Another example we can look to is the pleasing musicality of an orchestra, or the satisfying visual treat of an Impressionist painting like this canvas by Georges Seurat.

The ensemble of paint dots or musical instruments working together produce a result that can’t be divided. That means isolating one violin playing its part might be boring.  Or 50 painted pointy strokes might not have any pattern.  But 20,000 points of color actually create a recognizable design.

I live in the greater Asheville area in Western North Carolina.  This artsy town is known for some questionable moral values and very liberal political views.  But we live here, too.  And we’re fairly conventional and Biblical in our assessment of right and wrong . We also  hold a mixture of politically conservative and libertarian views.

A quick passing judgment might look like this:

Asheville is a liberal, artistic,  fit, laid-back, ‘foody’, sexually-progressive town.

Logical Gal lives in Asheville

Therefore, Logical Gal must also be a liberal, artistic, fit, laid-back, sexually-progressive ‘foody’

Not so.

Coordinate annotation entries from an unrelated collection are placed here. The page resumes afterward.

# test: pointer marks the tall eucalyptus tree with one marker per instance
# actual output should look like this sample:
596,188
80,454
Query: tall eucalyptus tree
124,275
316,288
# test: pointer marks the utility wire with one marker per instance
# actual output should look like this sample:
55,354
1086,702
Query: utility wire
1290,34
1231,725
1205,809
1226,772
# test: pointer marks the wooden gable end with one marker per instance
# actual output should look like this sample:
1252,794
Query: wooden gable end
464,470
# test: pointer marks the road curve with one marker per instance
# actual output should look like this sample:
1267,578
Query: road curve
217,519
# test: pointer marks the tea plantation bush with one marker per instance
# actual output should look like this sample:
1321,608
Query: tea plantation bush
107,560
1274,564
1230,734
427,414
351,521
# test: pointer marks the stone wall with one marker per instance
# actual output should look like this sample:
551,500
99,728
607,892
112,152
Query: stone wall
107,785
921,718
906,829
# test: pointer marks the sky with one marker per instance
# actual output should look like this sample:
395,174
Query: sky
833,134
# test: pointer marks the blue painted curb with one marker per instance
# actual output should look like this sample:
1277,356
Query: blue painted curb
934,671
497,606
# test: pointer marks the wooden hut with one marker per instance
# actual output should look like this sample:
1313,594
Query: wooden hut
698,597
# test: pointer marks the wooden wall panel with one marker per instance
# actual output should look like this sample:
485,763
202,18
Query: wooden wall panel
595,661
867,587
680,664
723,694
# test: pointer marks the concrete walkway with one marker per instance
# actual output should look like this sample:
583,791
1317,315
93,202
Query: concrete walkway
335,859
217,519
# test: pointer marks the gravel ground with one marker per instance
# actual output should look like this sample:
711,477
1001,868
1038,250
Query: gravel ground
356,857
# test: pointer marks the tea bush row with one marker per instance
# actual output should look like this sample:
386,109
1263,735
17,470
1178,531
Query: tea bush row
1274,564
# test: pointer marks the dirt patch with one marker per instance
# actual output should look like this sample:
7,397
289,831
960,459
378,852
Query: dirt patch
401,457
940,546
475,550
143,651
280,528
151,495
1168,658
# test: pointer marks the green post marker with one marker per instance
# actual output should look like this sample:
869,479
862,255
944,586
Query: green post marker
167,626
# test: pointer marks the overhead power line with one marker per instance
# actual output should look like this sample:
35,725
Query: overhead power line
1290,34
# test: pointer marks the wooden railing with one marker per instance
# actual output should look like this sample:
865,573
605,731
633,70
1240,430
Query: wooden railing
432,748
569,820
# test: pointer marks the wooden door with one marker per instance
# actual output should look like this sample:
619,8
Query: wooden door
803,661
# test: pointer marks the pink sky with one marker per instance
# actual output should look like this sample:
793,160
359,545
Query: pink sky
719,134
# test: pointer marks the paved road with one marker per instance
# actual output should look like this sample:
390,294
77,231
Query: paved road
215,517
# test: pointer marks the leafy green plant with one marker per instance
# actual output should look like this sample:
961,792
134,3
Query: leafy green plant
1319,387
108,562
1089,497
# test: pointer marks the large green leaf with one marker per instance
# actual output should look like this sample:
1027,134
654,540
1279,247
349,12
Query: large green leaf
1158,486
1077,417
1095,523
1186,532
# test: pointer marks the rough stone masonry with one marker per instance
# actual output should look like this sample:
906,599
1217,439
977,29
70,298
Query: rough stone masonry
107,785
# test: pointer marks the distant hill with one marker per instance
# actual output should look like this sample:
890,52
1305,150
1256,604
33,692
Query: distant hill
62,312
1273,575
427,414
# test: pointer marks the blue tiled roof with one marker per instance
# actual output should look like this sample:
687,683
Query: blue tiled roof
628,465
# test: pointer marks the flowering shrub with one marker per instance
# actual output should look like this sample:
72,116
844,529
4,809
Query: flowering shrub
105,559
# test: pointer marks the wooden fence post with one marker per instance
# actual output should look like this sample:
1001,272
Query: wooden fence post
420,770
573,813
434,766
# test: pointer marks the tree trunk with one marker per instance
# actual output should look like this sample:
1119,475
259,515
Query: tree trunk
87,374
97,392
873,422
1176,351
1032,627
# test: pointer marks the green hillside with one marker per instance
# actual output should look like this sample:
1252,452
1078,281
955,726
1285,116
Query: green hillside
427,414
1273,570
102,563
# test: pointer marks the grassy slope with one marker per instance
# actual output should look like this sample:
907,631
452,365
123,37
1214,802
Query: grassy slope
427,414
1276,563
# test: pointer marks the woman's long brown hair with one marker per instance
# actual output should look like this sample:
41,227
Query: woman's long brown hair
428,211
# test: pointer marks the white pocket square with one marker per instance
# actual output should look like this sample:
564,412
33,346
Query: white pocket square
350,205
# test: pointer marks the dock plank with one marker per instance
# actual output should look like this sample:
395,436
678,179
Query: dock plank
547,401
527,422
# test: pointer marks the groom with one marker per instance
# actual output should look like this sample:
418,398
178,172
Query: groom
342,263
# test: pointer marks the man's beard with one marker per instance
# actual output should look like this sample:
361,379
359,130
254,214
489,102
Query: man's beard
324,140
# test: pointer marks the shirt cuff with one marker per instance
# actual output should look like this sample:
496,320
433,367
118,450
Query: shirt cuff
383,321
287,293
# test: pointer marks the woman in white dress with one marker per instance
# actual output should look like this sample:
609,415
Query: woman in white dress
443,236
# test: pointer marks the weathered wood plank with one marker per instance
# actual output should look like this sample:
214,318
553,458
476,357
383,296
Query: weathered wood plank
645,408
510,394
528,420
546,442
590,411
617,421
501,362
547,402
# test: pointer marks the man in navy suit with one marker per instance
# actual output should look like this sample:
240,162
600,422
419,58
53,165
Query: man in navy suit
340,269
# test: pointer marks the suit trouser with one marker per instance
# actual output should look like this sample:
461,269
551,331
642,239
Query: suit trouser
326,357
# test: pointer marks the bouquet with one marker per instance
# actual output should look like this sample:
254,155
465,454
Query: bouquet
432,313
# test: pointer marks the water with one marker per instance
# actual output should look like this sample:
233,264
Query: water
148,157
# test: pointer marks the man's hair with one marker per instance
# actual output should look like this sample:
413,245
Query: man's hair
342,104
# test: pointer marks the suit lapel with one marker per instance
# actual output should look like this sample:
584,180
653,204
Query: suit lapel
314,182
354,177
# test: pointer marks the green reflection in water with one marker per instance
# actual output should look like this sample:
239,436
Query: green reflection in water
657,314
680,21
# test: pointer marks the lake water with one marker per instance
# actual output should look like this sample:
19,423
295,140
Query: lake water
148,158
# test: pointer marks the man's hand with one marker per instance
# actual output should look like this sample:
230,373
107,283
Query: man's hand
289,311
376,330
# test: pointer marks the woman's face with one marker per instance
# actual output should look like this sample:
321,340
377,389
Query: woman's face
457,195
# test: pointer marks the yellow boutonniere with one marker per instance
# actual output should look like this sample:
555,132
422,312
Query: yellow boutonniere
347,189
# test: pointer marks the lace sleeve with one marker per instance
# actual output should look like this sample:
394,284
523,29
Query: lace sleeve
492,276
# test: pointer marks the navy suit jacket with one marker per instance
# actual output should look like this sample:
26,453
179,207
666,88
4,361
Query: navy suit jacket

SOME of those adjectives might apply.  But you would be incorrect to assume that every citizen of Asheville can be described in the same way as the town itself. (I’ll leave you to sort out a full description of Logical Gal)

Logical Gal spots 2 fallacies in one syllogism

4 Oct

The other day I was listening to a radio program recounting a debate that had taken place in Australia.

One of the two debaters apparently resorted to name-calling and sought to be clever by doing so within a verbal syllogism.

And in the ensuing radio discussion about the quality of the debate, a listener pointed out there was a logic error within the syllogism.

Here is the syllogism (unfortunately it was intended to demean)

All mammals exhibit homosexual behavior

Joe is a mammal

Tf, Joe exhibits homosexual behavior

Can you identify the error?  You don’ t have to know anything about Joe’s sexual preferences to notice the problem.

Remember that a syllogism is limited in form by the requirement to have exactly 3 terms.  What are the terms in this one?

  1. mammals
  2. (that which)  exhibits homosexual behavior
  3. Joe

“ So…….??”  you say.

Here’s the problem: the term ‘mammals’  is actually used equivocally to mean two different concepts.

In premise 1, the term mammals really means species of mammals

So then in premise 2, mammals is used as a particular MEMBER of a species of mammals.

If we were to accurately state the premises and conclusion of the one advancing the argument, we would quickly see that he has used clever wording to cover up his Fallacy of Equivocation.  To reach his conclusion, he has to employ more than the 3 terms. (I’ve colored each term – only ‘ Joe’  is used twice.  We actually have 5 terms in this syllogism.

P1 – All species of mammals are species that have members that exhibit homosexual behavior

P2 – Joe is a member of a species of mammals that exhibits homosexual behavior

Tf – Joe is a mammal that exhibits homosexual behavior

And if that weren’t enough, he also commits the Fallacy of Division.  This happens when we assume that a quality of the group applies equally to every member of a group.

If we say “ Texas A&M sure is a passing team” in the sense that they pass the ball  a lot, it does not follow that every member of that team is a higher-than-average passer!

It may be that the Jones family is very artistic.   But Billy Jones is not necessarily artistic himself.  He might take after his great-great grandfather who played for Texas A& M!

A cake may be tasty, but each ingredient is not.  Have you ever snacked on butter? Do you see the fault in the reasoning?

Back to Joe and the name-calling debater.  Not only did his accuser have to cobble together multiple terms and then hide them, he also committed the Fallacy of Division and presumed to announce something about Joe that stretched beyond the known facts.

Remember, whoever makes the claim has to be able to defend his thinking!